Stable isotope analysis
Muscle samples of mud carp, mrigal carp and snails were freeze dried at –45 °C for 48 hours to constant weight in an FD-1-50 plus freeze-dryer (Beijing Biocool Experimental Instruments Co., Ltd.). The dried muscles were then ground to powder using a GT200 grinder (Beijing Grinder Instrument Co., Ltd.). Then, 0.5 mg of the ground muscle of each individual was encapsulated in a tin (Sn) capsule to ensure that they remained intact and did not leak or contaminate. The stable isotope ratios (δ13C and δ15N) and elemental concentrations of the tissues were detected using a continuous-flow isotope-ratio mass spectrometer (Delta V Advantage, Thermo Fisher Scientific, Waltham, MA, USA) coupled with an elemental analyzer (Flash EA 1112, Thermo Fisher Scientific, Milan, Italy).
The CN ratios of mud carp and mrigal carp ranged from 3.14 to 3.30, which was consistently below 3.5, indicating very low lipid content (Post et al. 2007); thus, the data were analyzed without lipid correction. Because both species in the mesocosm treatments were cultured in the same pond ecosystem, they had the same trophic baseline. δ15N was used to estimate fish trophic positions. Trophic position was calculated as follows: trophic position = (δ15N – δ15Nbase)/Δn+ λ, where δ15Nbase is the mean δ15N of the baseline organism of the benthic surface grazing snails C. chinensis, Δn is the enrichment in δ15N per trophic level and equals 3.4 ‰, and λ is the trophic position of the baseline organisms and equals 2 (Post 2002). Robust linear mixed models were constructed to analyze the effects of species, experimental treatment and their interactions on individual trophic position and δ13C through the robustlmm package (Koller 2016). Multiple comparisons of the dependent variables among each level of the treatments for each species were performed in the emmeans package (Lenth 2021).

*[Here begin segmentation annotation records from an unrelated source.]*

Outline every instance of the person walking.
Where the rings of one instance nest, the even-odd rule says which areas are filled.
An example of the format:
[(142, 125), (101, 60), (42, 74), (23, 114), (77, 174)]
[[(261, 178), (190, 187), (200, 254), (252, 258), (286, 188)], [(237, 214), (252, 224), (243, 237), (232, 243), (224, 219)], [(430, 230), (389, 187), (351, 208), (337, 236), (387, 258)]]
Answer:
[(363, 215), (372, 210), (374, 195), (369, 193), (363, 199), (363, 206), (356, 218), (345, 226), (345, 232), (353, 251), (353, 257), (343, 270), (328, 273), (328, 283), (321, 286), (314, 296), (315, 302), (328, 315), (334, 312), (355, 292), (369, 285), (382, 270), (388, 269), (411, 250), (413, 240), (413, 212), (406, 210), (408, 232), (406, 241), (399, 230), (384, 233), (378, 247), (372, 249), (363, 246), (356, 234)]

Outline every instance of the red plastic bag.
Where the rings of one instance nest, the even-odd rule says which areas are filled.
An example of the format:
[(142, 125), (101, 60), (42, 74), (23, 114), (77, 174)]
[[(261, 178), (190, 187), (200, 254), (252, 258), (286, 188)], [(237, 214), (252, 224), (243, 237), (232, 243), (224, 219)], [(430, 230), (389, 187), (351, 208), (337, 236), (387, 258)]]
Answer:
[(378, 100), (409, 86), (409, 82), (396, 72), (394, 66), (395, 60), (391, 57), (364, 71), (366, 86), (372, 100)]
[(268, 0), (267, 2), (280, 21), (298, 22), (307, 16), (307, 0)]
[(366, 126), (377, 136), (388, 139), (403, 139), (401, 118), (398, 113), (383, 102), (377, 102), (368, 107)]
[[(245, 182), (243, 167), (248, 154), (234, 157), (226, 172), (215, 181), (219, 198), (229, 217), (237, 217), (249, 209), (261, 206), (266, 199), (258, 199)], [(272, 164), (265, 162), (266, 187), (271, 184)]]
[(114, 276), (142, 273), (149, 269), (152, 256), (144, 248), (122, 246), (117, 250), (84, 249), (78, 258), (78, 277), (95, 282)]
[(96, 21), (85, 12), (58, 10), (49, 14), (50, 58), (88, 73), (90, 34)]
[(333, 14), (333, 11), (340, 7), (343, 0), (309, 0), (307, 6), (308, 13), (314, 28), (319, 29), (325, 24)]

To describe trophic niches, we selected the most commonly used stable isotope ratios, which are defined as quantitative indicators of trophic niches (Marshall et al. 2019). To determine the trophic niche of the studied fish across different experimental designs or different wild communities, we calculated the Layman et al. (2007) niche metrics of δ13C range (CR) and δ15N range (NR). The niche size was estimated using the corrected standard ellipse area (SEAc) and Bayesian standard ellipse area (SEAB) by running the SIBER package (Jackson et al. 2011). All data analyses were completed in R 4.1.1 (R Core Team 2020).